[PATCH v6 4/4] thermal: Add Tegra SOCTHERM thermal management driver

Thierry Reding thierry.reding at gmail.com
Fri Sep 26 04:45:34 PDT 2014


On Fri, Sep 26, 2014 at 12:43:13PM +0300, Mikko Perttunen wrote:
> From: Mikko Perttunen <mperttunen at nvidia.com>
> 
> This adds support for the Tegra SOCTHERM thermal sensing and management
> system found in the Tegra124 system-on-chip. This initial driver supports
> temperature polling for four thermal zones.
> 
> Signed-off-by: Mikko Perttunen <mperttunen at nvidia.com>
> ---
> v6: fixed sparse warning for wrong order of "__iomem *"

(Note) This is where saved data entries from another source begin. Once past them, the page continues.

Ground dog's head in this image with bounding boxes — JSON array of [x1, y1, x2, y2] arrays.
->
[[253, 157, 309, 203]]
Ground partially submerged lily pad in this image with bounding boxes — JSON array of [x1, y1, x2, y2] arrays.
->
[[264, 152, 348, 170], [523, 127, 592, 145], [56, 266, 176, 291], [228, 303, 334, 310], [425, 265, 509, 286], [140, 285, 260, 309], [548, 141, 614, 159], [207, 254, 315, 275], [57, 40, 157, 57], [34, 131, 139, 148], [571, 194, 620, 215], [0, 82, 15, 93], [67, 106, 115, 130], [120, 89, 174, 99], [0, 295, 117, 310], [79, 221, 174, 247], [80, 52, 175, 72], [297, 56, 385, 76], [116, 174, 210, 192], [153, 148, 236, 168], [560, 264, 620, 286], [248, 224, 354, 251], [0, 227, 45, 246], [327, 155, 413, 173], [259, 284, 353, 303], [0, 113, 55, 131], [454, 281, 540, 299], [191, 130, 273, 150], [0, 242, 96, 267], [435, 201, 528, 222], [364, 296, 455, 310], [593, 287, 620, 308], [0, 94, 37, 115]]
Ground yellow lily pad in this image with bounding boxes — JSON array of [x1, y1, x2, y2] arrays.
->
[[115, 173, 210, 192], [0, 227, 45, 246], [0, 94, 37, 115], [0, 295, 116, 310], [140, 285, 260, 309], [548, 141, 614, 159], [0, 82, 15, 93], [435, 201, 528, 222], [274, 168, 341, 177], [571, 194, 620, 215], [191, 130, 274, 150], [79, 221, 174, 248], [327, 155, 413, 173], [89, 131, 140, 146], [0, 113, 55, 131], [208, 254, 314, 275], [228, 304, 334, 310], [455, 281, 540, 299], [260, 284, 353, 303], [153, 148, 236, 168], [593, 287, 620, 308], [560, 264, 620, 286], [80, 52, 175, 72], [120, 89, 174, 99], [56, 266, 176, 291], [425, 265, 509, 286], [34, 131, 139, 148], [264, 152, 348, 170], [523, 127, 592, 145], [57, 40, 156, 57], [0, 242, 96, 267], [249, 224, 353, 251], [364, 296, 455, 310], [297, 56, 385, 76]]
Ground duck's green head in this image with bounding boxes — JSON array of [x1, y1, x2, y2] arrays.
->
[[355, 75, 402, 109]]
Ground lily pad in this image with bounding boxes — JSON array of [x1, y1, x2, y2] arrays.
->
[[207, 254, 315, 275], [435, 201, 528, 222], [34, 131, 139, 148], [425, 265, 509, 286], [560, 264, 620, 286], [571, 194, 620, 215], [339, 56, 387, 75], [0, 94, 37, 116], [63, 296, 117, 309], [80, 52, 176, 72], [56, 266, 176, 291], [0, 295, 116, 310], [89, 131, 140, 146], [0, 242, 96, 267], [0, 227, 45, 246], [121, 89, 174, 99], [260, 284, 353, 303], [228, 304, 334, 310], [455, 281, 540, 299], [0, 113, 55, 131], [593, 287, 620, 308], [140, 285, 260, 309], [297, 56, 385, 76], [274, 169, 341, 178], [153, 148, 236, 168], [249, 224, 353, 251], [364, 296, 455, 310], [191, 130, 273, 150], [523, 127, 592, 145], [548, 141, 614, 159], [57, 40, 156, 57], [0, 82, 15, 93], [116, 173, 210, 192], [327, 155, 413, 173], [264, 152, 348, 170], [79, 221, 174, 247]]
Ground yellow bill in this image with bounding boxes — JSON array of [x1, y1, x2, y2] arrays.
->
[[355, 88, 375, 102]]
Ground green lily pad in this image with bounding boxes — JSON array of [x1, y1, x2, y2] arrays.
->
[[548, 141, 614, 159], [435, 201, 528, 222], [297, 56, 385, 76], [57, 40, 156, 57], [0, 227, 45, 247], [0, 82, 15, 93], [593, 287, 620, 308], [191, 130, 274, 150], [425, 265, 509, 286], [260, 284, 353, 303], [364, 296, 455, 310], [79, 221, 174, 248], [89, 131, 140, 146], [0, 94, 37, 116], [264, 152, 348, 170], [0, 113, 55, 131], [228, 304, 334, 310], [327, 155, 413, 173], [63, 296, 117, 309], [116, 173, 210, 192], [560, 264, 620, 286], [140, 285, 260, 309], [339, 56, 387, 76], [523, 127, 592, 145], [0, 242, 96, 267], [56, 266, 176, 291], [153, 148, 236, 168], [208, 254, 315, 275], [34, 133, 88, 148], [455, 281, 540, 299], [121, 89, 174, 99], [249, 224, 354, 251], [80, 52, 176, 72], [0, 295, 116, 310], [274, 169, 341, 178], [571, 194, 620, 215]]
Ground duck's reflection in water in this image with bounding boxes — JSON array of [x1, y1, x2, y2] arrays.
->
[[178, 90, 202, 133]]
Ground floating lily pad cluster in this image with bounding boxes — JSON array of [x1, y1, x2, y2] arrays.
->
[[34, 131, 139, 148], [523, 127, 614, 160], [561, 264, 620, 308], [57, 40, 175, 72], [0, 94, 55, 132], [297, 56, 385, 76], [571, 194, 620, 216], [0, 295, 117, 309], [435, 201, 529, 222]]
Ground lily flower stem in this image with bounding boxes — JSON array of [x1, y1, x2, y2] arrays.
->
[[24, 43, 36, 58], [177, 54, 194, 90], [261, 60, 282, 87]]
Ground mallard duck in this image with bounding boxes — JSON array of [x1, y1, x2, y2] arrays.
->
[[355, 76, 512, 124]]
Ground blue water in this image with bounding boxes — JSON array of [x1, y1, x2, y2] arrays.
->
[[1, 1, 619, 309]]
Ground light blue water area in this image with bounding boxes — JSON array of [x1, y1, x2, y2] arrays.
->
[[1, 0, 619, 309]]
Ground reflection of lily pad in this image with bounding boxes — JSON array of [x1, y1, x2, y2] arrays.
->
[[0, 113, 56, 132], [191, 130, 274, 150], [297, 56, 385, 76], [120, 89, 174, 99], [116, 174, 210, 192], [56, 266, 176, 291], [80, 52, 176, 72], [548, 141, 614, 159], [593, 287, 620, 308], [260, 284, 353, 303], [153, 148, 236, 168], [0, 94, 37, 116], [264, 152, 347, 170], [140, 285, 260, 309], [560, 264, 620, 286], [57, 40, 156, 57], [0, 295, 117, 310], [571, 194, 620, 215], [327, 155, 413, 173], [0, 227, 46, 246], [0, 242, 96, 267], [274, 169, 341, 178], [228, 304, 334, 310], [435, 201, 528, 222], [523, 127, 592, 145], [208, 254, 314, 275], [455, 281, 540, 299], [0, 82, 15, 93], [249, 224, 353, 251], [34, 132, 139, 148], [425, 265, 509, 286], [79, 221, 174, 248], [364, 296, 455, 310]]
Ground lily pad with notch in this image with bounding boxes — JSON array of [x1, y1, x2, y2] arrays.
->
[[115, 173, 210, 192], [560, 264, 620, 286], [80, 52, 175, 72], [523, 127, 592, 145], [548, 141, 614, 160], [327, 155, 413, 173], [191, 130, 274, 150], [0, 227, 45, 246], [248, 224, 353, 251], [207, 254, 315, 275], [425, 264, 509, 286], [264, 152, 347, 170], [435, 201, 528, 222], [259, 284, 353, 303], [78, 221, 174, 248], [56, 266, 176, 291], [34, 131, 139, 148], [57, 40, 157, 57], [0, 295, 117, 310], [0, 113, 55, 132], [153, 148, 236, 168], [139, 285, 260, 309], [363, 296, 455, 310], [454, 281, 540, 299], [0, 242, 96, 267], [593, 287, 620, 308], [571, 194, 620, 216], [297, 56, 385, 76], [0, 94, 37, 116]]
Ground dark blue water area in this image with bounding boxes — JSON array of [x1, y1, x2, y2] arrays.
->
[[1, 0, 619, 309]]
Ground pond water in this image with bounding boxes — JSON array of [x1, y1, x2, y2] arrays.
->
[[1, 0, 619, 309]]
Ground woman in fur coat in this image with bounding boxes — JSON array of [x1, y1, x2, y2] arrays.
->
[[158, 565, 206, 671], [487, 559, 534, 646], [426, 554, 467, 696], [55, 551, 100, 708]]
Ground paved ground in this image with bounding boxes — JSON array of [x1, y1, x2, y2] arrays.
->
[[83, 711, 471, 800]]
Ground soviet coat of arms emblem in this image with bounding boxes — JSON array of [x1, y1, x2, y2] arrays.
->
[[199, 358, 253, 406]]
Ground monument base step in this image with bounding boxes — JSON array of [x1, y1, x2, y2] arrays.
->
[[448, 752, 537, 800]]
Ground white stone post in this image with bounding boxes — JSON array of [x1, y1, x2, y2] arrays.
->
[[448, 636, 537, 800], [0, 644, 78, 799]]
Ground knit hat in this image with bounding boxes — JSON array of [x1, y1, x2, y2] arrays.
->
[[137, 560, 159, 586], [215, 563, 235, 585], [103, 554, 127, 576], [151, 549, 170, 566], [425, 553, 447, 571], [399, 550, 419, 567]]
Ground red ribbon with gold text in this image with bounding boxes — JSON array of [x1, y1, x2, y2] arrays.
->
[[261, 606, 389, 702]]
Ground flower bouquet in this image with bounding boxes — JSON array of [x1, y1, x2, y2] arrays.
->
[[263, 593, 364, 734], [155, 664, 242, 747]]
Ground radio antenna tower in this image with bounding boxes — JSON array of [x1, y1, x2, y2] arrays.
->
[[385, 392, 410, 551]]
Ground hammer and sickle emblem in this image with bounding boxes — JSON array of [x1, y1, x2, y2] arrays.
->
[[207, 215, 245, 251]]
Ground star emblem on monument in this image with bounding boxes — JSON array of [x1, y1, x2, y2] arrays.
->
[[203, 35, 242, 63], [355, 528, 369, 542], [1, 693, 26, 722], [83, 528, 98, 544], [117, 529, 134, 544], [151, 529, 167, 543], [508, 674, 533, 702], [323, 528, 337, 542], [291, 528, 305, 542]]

Sorry for jumping in so late. This looks generally good, but I have a
couple of comments of a stylistic nature. I haven't closely followed
earlier rounds of the series, so please let me know if I'm bringing up
issues that have already been discussed.

> diff --git a/drivers/thermal/tegra_soctherm.c b/drivers/thermal/tegra_soctherm.c
[...]
> @@ -0,0 +1,471 @@
> +/*
> + * drivers/thermal/tegra_soctherm.c

This line is not really necessary and likely to become stale if files
are moved around.

> +#include <linux/clk.h>
> +#include <linux/err.h>
> +#include <linux/io.h>
> +#include <linux/module.h>
> +#include <linux/of.h>
> +#include <linux/platform_device.h>
> +#include <linux/reset.h>
> +#include <linux/thermal.h>
> +#include <linux/delay.h>
> +#include <linux/interrupt.h>
> +#include <linux/bitops.h>
> +#include <soc/tegra/fuse.h>

These should be sorted alphabetically and I prefer separating them into
sections, so that the last of the linux/* includes is separated from the
soc/* includes by a blank line.

> +
> +#define SENSOR_CONFIG0				0
> +#define		SENSOR_CONFIG0_STOP		BIT(0)
> +#define		SENSOR_CONFIG0_TALL_SHIFT	8
> +#define		SENSOR_CONFIG0_TCALC_OVER	BIT(4)
> +#define		SENSOR_CONFIG0_OVER		BIT(3)
> +#define		SENSOR_CONFIG0_CPTR_OVER	BIT(2)
> +#define SENSOR_CONFIG1				4
> +#define		SENSOR_CONFIG1_TSAMPLE_SHIFT	0
> +#define		SENSOR_CONFIG1_TIDDQ_EN_SHIFT	15
> +#define		SENSOR_CONFIG1_TEN_COUNT_SHIFT	24
> +#define		SENSOR_CONFIG1_TEMP_ENABLE	BIT(31)
> +#define SENSOR_CONFIG2				8
> +#define		SENSOR_CONFIG2_THERMA_SHIFT	16
> +#define		SENSOR_CONFIG2_THERMB_SHIFT	0
> +
> +#define SENSOR_PDIV				0x1c0
> +#define		SENSOR_PDIV_T124		0x8888
> +#define SENSOR_HOTSPOT_OFF			0x1c4
> +#define		SENSOR_HOTSPOT_OFF_T124		0x00060600
> +#define SENSOR_TEMP1				0x1c8
> +#define SENSOR_TEMP2				0x1cc
> +
> +#define SENSOR_TEMP_MASK			0xffff
> +#define READBACK_VALUE_MASK			0xff00
> +#define READBACK_VALUE_SHIFT			8
> +#define READBACK_ADD_HALF			BIT(7)
> +#define READBACK_NEGATE				BIT(1)

These don't seem to be aligned in the same way as the field definitions
for the other registers. Was that on purpose? I also think using two
tabs to indent field definitions is somewhat excessive. Another common
pattern I've seen used is:

	#define REGISTER_1_NAME 0x000
	#define  REGISTER_1_FIELD_MASK (0xf << 4)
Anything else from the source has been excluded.